Question

Let \( x_n = n^{1/n} \) and \( y_n = e^{1 - x_n}, \, n \in \mathbb{N}. \) Then the value of \( \lim_{n \to \infty} y_n \) is ..............

Hint:

When dealing with \( n^{1/n} \), remember that it tends to 1 as \( n \to \infty \). Use logarithmic expansion for precision.

Answer 1

Correct Answer: 1

Step 1: Find \( \lim_{n \to \infty} x_n. \)
\[ x_n = n^{1/n} = e^{\frac{\ln n}{n}}. \] As \( n \to \infty \), \( \frac{\ln n}{n} \to 0 \), so \( x_n \to e^0 = 1. \)

Step 2: Compute \( \lim_{n \to \infty} y_n. \)
\[ y_n = e^{1 - x_n} \to e^{1 - 1} = e^0 = 1. \] Wait—correction!
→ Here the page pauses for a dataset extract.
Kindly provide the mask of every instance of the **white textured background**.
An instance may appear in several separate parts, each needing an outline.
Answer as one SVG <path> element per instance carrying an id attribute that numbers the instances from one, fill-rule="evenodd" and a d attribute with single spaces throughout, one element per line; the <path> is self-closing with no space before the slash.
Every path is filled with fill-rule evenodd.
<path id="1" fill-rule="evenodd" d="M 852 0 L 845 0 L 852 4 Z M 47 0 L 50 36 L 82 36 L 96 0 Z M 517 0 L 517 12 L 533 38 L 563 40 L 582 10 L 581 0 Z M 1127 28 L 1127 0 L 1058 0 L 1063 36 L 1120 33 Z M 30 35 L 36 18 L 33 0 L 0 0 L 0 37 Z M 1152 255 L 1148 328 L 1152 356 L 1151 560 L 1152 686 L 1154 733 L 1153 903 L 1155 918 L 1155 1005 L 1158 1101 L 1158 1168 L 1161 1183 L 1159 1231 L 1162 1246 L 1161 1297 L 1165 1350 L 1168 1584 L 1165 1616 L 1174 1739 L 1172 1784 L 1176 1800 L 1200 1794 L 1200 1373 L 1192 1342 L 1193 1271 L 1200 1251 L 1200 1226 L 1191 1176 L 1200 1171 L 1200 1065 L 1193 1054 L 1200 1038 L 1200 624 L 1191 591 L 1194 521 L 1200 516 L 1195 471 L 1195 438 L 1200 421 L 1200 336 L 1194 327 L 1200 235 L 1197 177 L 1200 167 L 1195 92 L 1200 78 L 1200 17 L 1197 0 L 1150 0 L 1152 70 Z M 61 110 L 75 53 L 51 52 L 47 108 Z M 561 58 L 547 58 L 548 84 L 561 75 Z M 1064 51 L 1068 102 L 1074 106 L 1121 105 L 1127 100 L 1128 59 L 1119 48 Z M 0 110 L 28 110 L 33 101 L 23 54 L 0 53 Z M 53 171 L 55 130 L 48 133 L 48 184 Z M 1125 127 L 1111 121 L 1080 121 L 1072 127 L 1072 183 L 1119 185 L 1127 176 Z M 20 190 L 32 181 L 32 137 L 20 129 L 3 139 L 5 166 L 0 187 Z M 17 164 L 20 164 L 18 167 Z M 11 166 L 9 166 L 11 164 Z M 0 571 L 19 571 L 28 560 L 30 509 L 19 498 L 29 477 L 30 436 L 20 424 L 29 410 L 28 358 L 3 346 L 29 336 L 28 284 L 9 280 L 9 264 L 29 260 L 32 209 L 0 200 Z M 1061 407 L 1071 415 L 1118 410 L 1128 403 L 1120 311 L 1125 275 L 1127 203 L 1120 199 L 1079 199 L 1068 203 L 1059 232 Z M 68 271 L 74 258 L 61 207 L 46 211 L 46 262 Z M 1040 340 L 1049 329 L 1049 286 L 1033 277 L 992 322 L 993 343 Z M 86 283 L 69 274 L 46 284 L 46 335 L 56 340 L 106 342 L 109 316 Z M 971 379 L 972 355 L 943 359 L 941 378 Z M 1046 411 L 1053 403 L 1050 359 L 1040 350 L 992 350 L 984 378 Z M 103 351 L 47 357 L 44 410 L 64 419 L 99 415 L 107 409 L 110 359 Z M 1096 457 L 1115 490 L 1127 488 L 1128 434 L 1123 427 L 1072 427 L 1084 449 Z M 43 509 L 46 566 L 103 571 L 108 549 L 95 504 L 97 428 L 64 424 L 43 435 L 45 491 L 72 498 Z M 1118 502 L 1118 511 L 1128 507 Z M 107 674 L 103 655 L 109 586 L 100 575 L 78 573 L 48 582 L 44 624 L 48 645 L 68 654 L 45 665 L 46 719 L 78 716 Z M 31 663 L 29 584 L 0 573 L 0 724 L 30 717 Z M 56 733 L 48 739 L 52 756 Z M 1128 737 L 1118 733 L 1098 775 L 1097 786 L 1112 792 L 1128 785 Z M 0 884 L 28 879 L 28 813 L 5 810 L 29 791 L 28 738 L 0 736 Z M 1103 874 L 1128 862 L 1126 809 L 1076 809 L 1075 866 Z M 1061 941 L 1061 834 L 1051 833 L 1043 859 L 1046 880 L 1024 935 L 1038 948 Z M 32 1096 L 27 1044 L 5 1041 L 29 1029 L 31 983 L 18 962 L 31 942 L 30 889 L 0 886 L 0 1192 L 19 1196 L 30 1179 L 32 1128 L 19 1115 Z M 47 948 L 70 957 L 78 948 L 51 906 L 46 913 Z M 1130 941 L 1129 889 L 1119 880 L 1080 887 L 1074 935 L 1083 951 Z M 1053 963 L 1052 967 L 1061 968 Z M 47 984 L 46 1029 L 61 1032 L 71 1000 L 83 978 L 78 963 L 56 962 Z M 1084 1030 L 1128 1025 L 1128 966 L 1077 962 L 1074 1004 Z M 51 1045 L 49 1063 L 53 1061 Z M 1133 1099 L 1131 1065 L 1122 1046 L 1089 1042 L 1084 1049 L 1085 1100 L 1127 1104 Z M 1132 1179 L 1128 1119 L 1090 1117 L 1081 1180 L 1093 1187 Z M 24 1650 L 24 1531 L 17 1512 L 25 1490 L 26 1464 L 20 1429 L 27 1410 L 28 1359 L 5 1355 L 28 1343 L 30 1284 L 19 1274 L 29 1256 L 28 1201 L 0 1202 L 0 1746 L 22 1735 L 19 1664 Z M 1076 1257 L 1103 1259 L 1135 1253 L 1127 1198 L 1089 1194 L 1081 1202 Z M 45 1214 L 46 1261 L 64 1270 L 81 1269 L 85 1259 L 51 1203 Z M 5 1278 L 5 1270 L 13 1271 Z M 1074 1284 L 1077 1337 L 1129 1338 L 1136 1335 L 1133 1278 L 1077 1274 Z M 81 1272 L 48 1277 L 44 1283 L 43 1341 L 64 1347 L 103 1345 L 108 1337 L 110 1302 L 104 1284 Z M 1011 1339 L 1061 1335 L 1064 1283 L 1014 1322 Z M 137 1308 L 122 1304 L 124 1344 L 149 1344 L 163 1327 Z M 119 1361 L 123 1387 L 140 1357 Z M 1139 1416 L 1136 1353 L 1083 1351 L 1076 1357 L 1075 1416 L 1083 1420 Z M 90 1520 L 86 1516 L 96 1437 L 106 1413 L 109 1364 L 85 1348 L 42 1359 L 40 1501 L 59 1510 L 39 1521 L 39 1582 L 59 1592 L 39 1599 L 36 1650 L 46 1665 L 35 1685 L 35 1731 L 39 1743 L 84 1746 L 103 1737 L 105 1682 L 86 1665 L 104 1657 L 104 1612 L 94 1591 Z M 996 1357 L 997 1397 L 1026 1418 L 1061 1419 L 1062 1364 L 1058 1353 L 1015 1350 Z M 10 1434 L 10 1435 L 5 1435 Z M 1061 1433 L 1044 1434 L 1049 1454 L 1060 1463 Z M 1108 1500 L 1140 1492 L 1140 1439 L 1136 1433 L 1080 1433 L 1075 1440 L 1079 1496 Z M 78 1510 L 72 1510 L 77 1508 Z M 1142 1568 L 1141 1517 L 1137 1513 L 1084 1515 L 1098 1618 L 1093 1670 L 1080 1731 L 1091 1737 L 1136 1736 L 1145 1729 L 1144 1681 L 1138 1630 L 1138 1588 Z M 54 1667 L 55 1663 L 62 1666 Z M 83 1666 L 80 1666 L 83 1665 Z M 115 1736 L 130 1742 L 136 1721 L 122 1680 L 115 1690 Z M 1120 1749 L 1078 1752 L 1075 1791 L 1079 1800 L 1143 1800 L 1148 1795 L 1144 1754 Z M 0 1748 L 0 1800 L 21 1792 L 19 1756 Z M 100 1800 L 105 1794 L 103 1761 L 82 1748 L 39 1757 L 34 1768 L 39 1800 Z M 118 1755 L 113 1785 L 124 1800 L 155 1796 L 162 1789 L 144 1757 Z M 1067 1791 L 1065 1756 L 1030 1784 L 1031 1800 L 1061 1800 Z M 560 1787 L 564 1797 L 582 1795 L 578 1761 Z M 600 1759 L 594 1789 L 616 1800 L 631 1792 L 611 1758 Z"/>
We must find the limiting value more carefully. Since \( x_n \approx 1 + \frac{\ln n}{n} \) for large \( n \), \[ 1 - x_n \approx -\frac{\ln n}{n}. \] Then \[ y_n = e^{1 - x_n} = e^{-\frac{\ln n}{n}} = (e^{\ln n})^{-1/n} = n^{-1/n} \to 1. \] But we need to check scaling with the definition \( y_n = e^{1 - x_n} \). Substituting \( x_n \to 1 \), \[ \lim_{n \to \infty} y_n = e^{1 - 1} = 1. \] Hence, \( \boxed{1} \).

Final Answer: \[ \boxed{1} \]